Raft Consensus in 2,000 words
Understanding the Understandable Consensus Protocol
Consensus is when multiple servers join forces to keep a single system running.
Many people are confused about the need for distributed systems. Why doing it, when a single machine nowadays is twice as powerful as a few years ago, and will be twice as powerful in a few years?
Because machines can go down. And without any sort of backup, your whole system goes down with it.
The downside, of course, is that multiple machines are hard to keep consistent. One of them may have saved some data, but in the process of replicating it (that is, sending a copy to the others), it may suddenly crash, and that data is now lost, or inaccessible. And without that piece of data, you find yourself, not with a system that’s down, but with one that gives wrong answers.
That’s what consensus is meant to solve: it’s a way to ensure continued service, in a way that’s more scalable and less wasteful than simply having an idle backup “just in case”. Consensus algorithms allow a collection of machines to behave as a coherent whole, and is robust to some of those machines going down, or getting disconnected.
Raft is one of such algorithms.
This week is an interlude from the From Stock Markets to Ledgers series, where I’m going to explain how the Raft consensus algorithm works in around 2,000 words. You can find the paper here if you want to dive deeper, but my goal is to prove to you that consensus is easier to understand than you think, and that it requires no special background to understand it fully.
Let’s dive in.
Replicated State Machines
Consensus is typically implemented in the context of replicated state machines. This setup divides each server’s code into three parts: a state machine, a log, and a consensus module. The state machine is deterministic, in the sense that it’s guaranteed that it produces the same output when given the same commands in the same order.
From the outside, you can’t access this machine directly; what you can only do is add entries to the log, labeled with a consecutive integer called index, containing the commands that eventually get applied to the state machine. Think of commands as SQL INSERT queries, and the state machine as a plain relational database.
This setup has one obvious goal: since the state machine is deterministic, the consensus module only has to keep all the logs across servers with the same data in the same order, so that all state machines produce the same output.
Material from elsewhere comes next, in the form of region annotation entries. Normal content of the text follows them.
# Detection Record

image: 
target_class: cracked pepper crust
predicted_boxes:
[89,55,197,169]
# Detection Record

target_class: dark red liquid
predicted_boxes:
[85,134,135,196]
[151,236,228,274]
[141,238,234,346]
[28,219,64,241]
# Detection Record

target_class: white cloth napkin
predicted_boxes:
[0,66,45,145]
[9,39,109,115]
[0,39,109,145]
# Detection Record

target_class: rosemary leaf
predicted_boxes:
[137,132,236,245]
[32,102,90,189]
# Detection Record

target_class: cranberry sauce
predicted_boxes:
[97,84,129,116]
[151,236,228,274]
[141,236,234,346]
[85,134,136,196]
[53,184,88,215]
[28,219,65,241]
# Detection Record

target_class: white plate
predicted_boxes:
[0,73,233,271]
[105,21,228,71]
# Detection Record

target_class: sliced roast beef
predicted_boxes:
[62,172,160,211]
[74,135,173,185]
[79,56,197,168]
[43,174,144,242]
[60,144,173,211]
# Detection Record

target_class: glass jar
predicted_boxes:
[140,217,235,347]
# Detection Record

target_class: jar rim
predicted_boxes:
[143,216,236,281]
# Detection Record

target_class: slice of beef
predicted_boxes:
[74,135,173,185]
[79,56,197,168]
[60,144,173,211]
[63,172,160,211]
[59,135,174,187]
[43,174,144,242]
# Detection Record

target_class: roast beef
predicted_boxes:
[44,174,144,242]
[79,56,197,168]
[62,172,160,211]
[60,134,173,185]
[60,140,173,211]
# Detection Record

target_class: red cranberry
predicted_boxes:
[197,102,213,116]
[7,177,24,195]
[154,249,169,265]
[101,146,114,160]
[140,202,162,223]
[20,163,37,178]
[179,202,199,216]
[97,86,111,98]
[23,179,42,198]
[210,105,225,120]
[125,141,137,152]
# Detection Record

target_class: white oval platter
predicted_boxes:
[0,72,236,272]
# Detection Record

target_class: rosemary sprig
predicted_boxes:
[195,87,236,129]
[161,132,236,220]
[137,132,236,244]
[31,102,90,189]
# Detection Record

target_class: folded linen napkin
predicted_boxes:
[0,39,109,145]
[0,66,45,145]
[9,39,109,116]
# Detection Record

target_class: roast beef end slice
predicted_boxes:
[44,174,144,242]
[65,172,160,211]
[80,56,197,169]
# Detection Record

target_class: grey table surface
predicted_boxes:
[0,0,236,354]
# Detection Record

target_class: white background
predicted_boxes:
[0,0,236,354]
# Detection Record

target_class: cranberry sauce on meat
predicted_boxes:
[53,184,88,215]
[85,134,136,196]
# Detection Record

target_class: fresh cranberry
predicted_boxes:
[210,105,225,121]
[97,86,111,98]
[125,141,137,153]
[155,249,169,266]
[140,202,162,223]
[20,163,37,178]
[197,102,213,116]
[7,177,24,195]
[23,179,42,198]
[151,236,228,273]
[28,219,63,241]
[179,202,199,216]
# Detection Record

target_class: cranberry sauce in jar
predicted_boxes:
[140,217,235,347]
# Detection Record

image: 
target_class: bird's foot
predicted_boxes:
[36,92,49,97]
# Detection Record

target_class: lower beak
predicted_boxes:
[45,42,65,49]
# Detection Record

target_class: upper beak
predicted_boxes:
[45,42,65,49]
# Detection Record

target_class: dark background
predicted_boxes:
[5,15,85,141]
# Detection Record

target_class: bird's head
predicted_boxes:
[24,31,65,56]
Log Replication and Commit
Unlike other consensus protocols, Raft relies on randomly electing one of the servers as the leader, and letting it take control of the replication process for as long as it stays up, and manages to keep communicating with the other servers, who act as followers. This period of time is called a term, and each term gets assigned a consecutive integer.
The leader accepts requests from clients, stores entries on its log, and replicates those entries to the followers via AppendEntries RPC messages. As long as the majority is aware, the leader is allowed to do anything.
There are 4 possible scenarios that the leader needs to handle to replicate the data correctly to each follower:
- The follower’s log is missing some entries
- The follower’s log is the same
- The follower’s log has past entries that are inconsistent
- The follower’s log has future entries that are inconsistent
The follower will apply all the missing entries from the list of entries provided in the AppendEntries message, and won’t do anything if it’s already in sync.
But what happens if the follower’s log has entries, past or future, that aren’t in the leader’s log? This can happen when a previous leader replicated some entries, but crashed before finishing the process completely.
In that case, the follower guides the leader so that it sends the entries it needs.
At the beginning of the term, the new leader has no idea which followers are behind, or inconsistent. So it assumes that all followers are in sync until proven otherwise, and figures that out by induction.
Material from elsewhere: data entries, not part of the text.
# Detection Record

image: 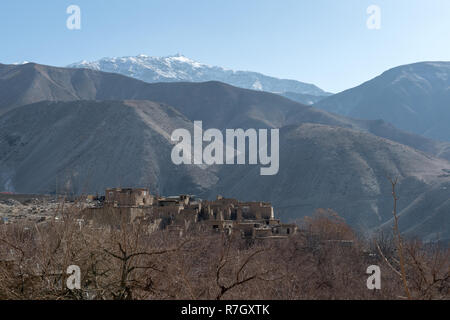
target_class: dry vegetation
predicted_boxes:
[0,208,450,299]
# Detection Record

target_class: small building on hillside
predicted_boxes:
[105,188,153,207]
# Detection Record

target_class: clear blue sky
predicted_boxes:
[0,0,450,92]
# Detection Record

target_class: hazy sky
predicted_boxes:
[0,0,450,92]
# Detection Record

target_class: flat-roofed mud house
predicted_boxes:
[85,188,297,239]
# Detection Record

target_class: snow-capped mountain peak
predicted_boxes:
[68,53,328,96]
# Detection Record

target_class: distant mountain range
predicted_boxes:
[0,63,450,240]
[314,62,450,141]
[68,54,330,104]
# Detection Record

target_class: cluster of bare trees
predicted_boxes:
[0,208,450,299]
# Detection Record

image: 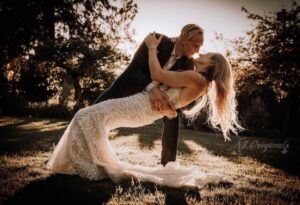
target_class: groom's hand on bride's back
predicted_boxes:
[150,87,176,112]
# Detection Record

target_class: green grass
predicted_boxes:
[0,117,300,204]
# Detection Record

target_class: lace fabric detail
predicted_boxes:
[48,88,221,187]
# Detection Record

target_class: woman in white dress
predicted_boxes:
[47,34,241,187]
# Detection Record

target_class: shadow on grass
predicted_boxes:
[0,118,68,155]
[178,129,300,176]
[4,174,218,205]
[115,120,192,154]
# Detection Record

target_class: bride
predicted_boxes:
[47,33,242,187]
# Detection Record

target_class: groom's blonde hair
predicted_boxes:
[180,24,203,40]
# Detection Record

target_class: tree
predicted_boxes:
[0,0,137,110]
[225,2,300,138]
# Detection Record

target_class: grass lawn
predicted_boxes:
[0,116,300,205]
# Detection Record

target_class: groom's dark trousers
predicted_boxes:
[94,34,194,165]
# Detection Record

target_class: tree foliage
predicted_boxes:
[0,0,137,109]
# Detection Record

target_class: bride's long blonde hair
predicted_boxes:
[183,53,243,141]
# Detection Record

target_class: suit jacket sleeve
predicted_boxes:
[127,34,165,89]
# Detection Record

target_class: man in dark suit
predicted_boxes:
[95,24,203,165]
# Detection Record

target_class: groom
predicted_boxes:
[95,24,203,165]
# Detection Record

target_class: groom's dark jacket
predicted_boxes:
[95,34,194,103]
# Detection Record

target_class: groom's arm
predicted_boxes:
[127,34,167,91]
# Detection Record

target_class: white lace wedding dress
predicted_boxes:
[47,86,222,187]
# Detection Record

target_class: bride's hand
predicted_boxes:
[145,32,162,48]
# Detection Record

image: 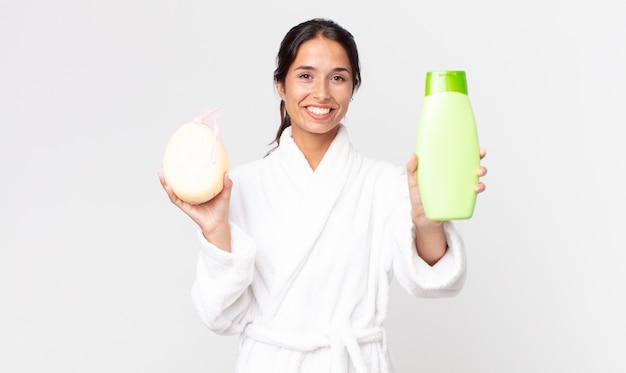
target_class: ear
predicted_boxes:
[274,80,285,101]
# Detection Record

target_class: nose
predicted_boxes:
[313,80,330,101]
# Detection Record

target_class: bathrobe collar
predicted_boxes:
[261,125,357,311]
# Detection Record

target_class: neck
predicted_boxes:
[291,126,339,171]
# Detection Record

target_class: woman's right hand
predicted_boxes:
[159,173,233,252]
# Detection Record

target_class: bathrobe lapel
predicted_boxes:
[261,125,355,314]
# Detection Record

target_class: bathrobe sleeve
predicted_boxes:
[191,223,256,335]
[385,164,465,298]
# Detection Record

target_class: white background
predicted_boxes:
[0,0,626,373]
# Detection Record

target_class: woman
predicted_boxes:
[161,19,486,373]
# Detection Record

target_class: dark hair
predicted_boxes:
[272,18,361,146]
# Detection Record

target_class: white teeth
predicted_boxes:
[306,106,330,115]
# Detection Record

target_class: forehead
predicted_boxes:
[291,37,352,71]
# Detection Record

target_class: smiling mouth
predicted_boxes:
[306,106,332,115]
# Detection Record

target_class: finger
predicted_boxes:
[220,172,233,198]
[159,172,183,208]
[406,153,418,175]
[480,148,487,159]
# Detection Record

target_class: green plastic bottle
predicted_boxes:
[417,71,480,220]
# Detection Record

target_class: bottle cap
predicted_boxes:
[426,70,467,96]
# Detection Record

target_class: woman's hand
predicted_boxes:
[159,173,233,252]
[406,148,487,265]
[406,148,487,225]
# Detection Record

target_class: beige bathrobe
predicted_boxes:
[192,126,465,373]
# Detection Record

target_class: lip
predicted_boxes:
[304,105,335,120]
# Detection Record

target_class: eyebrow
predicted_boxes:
[294,65,350,74]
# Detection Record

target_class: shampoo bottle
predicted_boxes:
[417,71,480,220]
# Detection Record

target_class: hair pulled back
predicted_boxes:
[272,18,361,146]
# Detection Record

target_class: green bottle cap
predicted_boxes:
[426,70,467,96]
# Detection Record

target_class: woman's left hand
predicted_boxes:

Induction means that the leader keeps track of the index of the entry it needs to send to each follower. These flags get initialized with the index of the leader’s last entry, plus one. The leader then starts sending AppendEntries to each follower, including this flag in the message, and the term of the entry represented by that index.
Assuming that every log is already consistent, the follower must already have an entry with that index and term. If it doesn’t, then that assumption is wrong, and at some point, the follower’s log deviated from the current leader’s.
No problem: the follower can send an error to the leader, and the leader only needs to decrement the index of the entry it needs to send that follower, and try again. Eventually, the follower will receive an index and term that match an entry in its log, and this induction process guarantees that it is the last entry where follower and leader had exact same logs. What the follower needs to do at this point is simply to append all the leader’s entries from that point forward to ensure consistency.
If there are future entries already, the follower will overwrite them. So, when the leader receives a successful response from the follower, it can reset the index flag to its log’s last entry again, now knowing that this particular follower has a log matching its own.
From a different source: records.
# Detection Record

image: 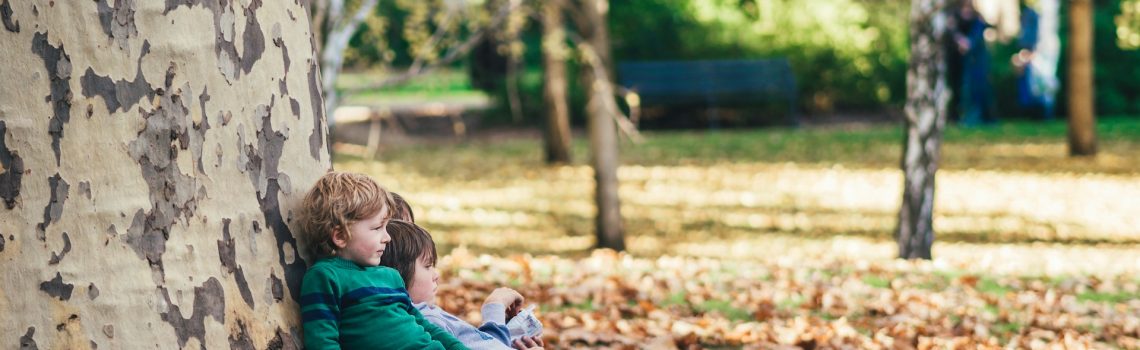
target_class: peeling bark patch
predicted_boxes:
[272,23,290,73]
[234,267,255,309]
[186,87,210,174]
[125,64,200,282]
[0,0,19,33]
[163,0,266,82]
[158,277,226,349]
[19,327,40,350]
[80,41,155,113]
[269,274,285,302]
[32,33,72,165]
[266,327,299,350]
[35,173,71,241]
[124,209,166,262]
[309,62,325,161]
[218,218,237,274]
[87,283,99,300]
[245,108,306,298]
[40,272,75,301]
[288,97,301,119]
[229,319,257,350]
[79,181,91,200]
[0,121,24,210]
[242,0,266,73]
[48,233,71,264]
[97,0,139,50]
[218,218,254,309]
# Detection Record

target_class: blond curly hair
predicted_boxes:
[298,171,396,261]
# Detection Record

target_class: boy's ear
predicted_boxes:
[332,227,349,250]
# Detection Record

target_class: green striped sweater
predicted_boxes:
[301,258,466,350]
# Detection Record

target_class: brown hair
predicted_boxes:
[380,220,439,290]
[391,192,416,223]
[299,171,394,261]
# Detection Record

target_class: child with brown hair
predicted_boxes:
[380,222,543,350]
[299,172,466,350]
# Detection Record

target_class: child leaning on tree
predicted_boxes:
[300,172,466,350]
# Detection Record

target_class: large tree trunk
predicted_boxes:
[1068,0,1097,156]
[578,0,626,251]
[0,0,331,349]
[543,0,570,163]
[895,0,950,259]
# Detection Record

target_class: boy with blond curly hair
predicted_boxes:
[300,172,466,350]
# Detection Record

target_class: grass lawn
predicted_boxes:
[334,117,1140,349]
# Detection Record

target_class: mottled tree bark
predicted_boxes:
[578,0,626,251]
[895,0,950,259]
[0,0,331,349]
[543,0,570,163]
[1068,0,1097,156]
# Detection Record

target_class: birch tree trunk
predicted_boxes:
[1068,0,1097,156]
[578,0,626,251]
[895,0,950,259]
[543,0,571,163]
[0,0,331,349]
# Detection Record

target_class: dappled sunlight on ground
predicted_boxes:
[335,123,1140,349]
[428,249,1140,349]
[339,162,1140,253]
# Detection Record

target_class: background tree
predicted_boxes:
[1068,0,1097,156]
[0,0,329,349]
[895,0,950,259]
[311,0,382,120]
[573,0,626,251]
[542,0,571,163]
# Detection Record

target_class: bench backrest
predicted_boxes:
[618,58,796,104]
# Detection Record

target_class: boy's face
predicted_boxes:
[333,207,392,266]
[408,258,439,303]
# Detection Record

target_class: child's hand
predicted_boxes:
[483,287,524,319]
[513,336,543,350]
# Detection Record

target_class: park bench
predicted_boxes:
[618,58,799,128]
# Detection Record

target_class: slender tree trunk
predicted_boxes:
[0,0,331,349]
[543,0,571,163]
[895,0,950,259]
[579,0,626,251]
[1068,0,1097,156]
[320,0,377,121]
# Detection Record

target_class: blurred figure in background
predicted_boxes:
[1011,0,1060,120]
[950,0,998,127]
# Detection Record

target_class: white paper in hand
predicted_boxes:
[506,306,543,342]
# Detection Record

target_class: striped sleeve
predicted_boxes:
[408,308,467,350]
[300,268,341,350]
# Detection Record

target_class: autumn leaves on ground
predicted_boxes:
[335,119,1140,349]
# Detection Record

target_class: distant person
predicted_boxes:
[380,222,543,350]
[300,172,466,350]
[1010,0,1060,120]
[951,0,998,127]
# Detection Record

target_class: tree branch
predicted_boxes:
[344,1,521,95]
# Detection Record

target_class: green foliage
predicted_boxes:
[695,299,752,320]
[863,275,890,290]
[610,0,909,111]
[1076,292,1140,303]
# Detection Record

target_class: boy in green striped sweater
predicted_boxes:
[300,172,466,350]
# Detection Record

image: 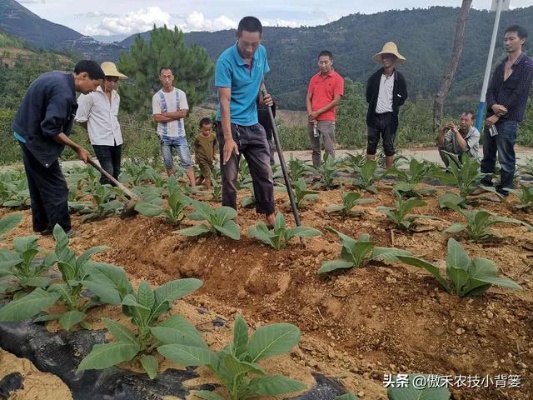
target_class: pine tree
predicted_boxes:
[117,26,214,118]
The leader must now make sure that at least the majority of servers have replicated logs. Only then, the leader can commit entries on its own state machine. It uses an approach very similar to a 2 Phase Commit:
Replicates an entry to the majority, using the follower’s response to guide the process.
Once it has confirmed that a majority of followers match its log up to that entry, the leader commits the entry, while keeping track of the last committed entry with a flag.
The leader lets all servers know in all future messages that this particular entry has been committed by sending the last committed entry index.
Upon receiving that message, followers with matching logs will commit that entry on their own state machines.
Leader Append-Only, State Machine Safety and Leader Completeness
Once an entry has been committed, Raft guarantees that no future leader will be able to overwrite it. And it does so by making sure that all elected leaders have all committed entries.
Every time a leader goes down, Raft is designed to end the term, and randomly choose another leader. But choosing a leader randomly opens a can of worms: can more than one leader get elected? Can a follower without the latest data become leader and force everyone else to be consistent with an inaccurate log?
Let’s look at each problem one by one.
One Leader Only
A follower remains a follower as long as it receives messages from the leader within a period called election timeout.
As I mentioned earlier, leaders communicate with followers with AppendEntries. But if there are no new entries to append, the leader is expected to keep sending them with empty lists of entries. These messages are called heartbeats.
So, as long as followers keep getting heartbeats, the leader will remain leader.
But let’s say the leader gets disconnected, and is incapable of sending heartbeats to the cluster. One of the followers eventually times out, and becomes a candidate.
For reasons we’re about to see, the candidate waits another election timeout, and then begins an election. It increases its own stored term, and kicks things off by sending RequestVote messages (another RPC) to all other servers.
Followers vote candidates on a first-come-first-served basis. And when a candidate receives successful RequestVote responses from the majority, it becomes the leader of the new term.
This new leader immediately sends heartbeats to the other servers, both to keep them from timing out, and to make them acknowledge it as leader. Candidates and leaders who have become stale will receive an AppendEntries message with a term equal or higher than the one they store, proving to them that another leader has been elected, and turning them into followers.

What happens when there’s two or more candidates gather enough votes so that no one can reach a majority? In that case, there’s a split vote, and the term ends without a leader. Election timeouts are somewhat random, and that prevents a thundering-herd-like situation where multiple candidates prevent each other from gathering enough votes one election after another. Eventually, one candidate will time out ahead of the rest, and will be granted the votes of the majority.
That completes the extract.